MATLAB 2012 regular expression

I have a set of strings that I'd like to parse in MATLAB 2012 that all have the following format:
string-int-int-int-int-string
I'd like to pluck out the third integer (the rest are 'don't cares'), but I haven't used MATLAB in ages and need to refresh on regular expressions. I tried using the regular expression '(.*)-(.*)-(.*)-\d-(.*)' but no dice. I did check out the MATLAB regexp page, but wasn't able to figure out how to apply that information to this case.
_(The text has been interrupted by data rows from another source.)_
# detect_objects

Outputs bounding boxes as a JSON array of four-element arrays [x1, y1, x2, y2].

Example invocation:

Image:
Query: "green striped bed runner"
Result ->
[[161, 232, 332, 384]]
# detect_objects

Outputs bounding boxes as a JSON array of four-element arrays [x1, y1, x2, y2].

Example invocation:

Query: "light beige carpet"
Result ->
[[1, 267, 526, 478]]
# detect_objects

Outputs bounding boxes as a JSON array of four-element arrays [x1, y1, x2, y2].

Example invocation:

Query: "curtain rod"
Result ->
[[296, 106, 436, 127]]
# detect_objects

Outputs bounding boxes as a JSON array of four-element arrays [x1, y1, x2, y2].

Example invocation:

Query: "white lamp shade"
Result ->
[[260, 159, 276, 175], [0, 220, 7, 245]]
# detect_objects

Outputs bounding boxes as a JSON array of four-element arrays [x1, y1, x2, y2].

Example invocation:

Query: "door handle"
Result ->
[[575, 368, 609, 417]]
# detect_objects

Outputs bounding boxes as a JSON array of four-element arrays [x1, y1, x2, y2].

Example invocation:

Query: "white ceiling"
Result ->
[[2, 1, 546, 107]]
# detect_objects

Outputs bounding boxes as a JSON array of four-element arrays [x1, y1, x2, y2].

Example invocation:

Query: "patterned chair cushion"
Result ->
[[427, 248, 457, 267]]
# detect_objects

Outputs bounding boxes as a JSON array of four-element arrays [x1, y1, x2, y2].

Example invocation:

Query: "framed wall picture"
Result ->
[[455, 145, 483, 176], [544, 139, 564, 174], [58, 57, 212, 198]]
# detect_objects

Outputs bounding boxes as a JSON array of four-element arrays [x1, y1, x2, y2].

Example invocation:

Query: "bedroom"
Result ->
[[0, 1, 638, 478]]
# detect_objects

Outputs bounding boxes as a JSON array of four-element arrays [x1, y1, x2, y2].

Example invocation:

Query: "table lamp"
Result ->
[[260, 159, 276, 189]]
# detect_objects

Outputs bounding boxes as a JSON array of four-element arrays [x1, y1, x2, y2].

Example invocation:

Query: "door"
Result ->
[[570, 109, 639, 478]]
Anyone know how I might get the desired result? If so, could you explain what the expression you're using is doing to get that result so that others might be able to apply the answer to their unique situation?
Thanks in advance!
str = 'XyzStr-1-2-1000-56789-ILoveStackExchange.txt';
[tok] = regexp(str, '^.+?-.+?-.+?-(\d+?)-.+?-.+?', 'tokens');
tok{:}
ans =
'1000'
Update
Explanation, upon request.
^ - "Anchor", or match beginning of string.
.+? - Wildcard match, one or more, non-greedy.
- - Literal dash/hyphen.
(\d+?) - Digits match, one or more, non-greedy, captured into a token.
^.*?-.*?-.*?-(\d+)-.*?-.*?$
OR
^(?:[^-]*?-){3}(\d+)(?:.*?)$
Group1 now contains your required data